Preheat oven to 350 F . Place sliced rhubarb in a shallow baking dish and toss with ¼ cup sugar, 1 tbsp water and ginger slices. Roast 10 minutes, or just until tender. Refrigerate until cold. Remove ginger before using.
In large heatproof bowl, whisk egg yolks with remaining sugar, milk and vanilla. Place bowl over a large saucepan of simmering water. Whisk constantly about 6 minutes or until custard turns pale yellow, doubles in volume and is thick enough to coat a spoon. Remove from heat, let cool and refrigerate at least 1 hour.
To assemble, beat cream in a large bowl with an electric mixer on medium-high until stiff peaks form, about 3 minutes. Stir a quarter of the cream into chilled custard. Fold in remaining cream until no white streaks remain. Stir in chilled rhubarb and swirl evenly through custard. Pour into prepared pan and cover surface with plastic overhang. Freeze until firm, 4 hours or overnight.

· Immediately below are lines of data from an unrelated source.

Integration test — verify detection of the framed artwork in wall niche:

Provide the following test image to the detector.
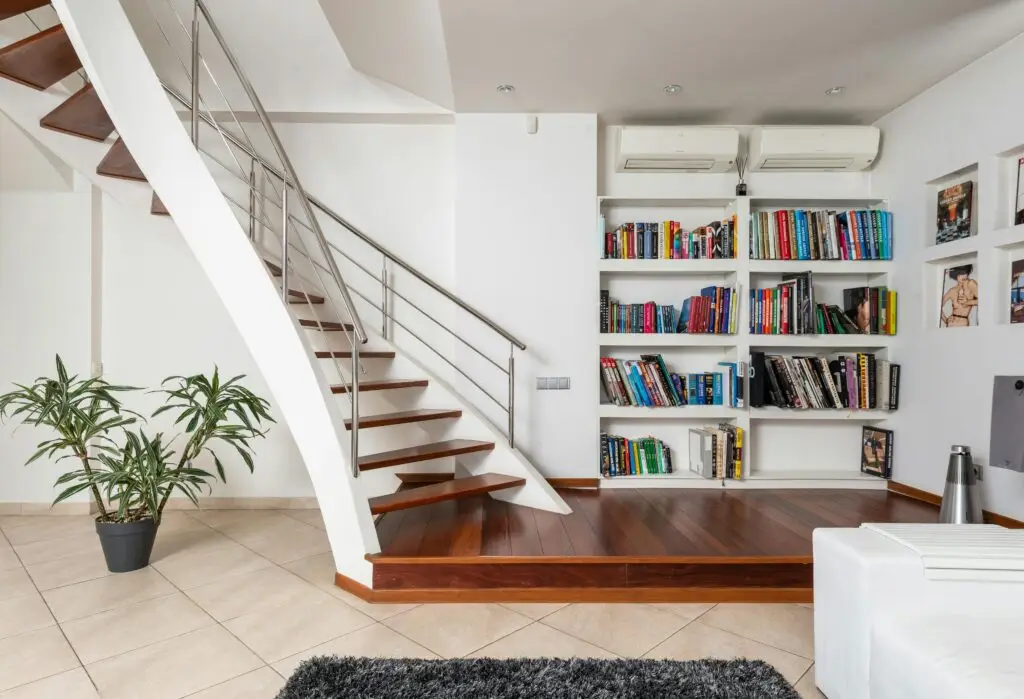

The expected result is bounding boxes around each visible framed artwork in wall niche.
[1011,260,1024,324]
[938,263,978,328]
[1015,157,1024,226]
[936,181,974,245]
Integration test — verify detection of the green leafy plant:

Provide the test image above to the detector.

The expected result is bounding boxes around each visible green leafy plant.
[0,355,273,524]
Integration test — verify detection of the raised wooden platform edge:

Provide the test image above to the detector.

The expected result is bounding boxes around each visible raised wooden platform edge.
[888,480,1024,528]
[388,474,598,488]
[365,553,811,565]
[335,572,812,603]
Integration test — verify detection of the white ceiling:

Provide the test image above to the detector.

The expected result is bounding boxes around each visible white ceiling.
[321,0,1024,123]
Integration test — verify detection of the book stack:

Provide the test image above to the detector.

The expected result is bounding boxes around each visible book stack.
[600,355,746,408]
[689,424,744,479]
[677,286,739,334]
[843,287,898,335]
[600,433,672,477]
[601,296,675,334]
[749,351,901,411]
[750,209,893,260]
[604,217,738,260]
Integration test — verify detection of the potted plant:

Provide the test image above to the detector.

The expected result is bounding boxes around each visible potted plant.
[0,355,273,572]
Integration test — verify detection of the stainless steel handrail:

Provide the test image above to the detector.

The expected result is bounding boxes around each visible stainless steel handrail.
[192,0,367,346]
[161,85,525,351]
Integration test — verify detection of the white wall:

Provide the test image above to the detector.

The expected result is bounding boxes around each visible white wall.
[872,33,1024,518]
[0,190,93,503]
[453,114,599,478]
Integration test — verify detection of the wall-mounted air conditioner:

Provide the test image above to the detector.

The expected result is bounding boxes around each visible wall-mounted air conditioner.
[748,126,880,172]
[615,126,740,173]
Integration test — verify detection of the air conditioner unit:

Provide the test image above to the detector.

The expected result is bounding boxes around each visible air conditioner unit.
[615,126,739,173]
[748,126,880,172]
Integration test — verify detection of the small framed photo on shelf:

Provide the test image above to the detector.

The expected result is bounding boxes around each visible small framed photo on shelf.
[861,426,893,479]
[1015,157,1024,226]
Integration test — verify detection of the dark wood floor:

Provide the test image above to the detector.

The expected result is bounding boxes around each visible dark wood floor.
[376,488,938,558]
[363,488,938,601]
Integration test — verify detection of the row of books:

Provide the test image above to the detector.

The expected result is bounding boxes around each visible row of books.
[599,287,739,335]
[749,352,901,411]
[603,218,738,260]
[749,273,897,335]
[750,209,893,261]
[689,424,744,480]
[600,434,673,477]
[600,355,746,408]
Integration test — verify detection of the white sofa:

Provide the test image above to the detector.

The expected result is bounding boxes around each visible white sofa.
[813,527,1024,699]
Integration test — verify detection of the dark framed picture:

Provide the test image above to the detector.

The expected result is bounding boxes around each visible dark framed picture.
[1015,157,1024,226]
[861,426,893,478]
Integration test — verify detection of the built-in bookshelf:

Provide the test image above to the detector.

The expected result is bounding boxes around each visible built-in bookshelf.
[598,194,896,490]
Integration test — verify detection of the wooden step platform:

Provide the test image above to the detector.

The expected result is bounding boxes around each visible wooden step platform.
[287,290,324,304]
[357,488,944,602]
[151,193,169,216]
[265,260,282,276]
[368,473,525,515]
[0,25,80,90]
[298,319,352,331]
[40,83,115,142]
[330,379,427,395]
[96,138,145,182]
[345,408,462,430]
[0,0,50,21]
[316,350,395,360]
[358,438,494,471]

To serve, invert semifreddo onto a serving platter and discard plastic wrap. Let stand about 5 minutes until soft enough to slice.
Makes 8 to 10 servings.
I had heard of forced rhubarb in Europe, but didn’t know it was possible in this climate. I also didn’t know it could grow in the dark. That sounds like a wonderful project and I thank you for the information.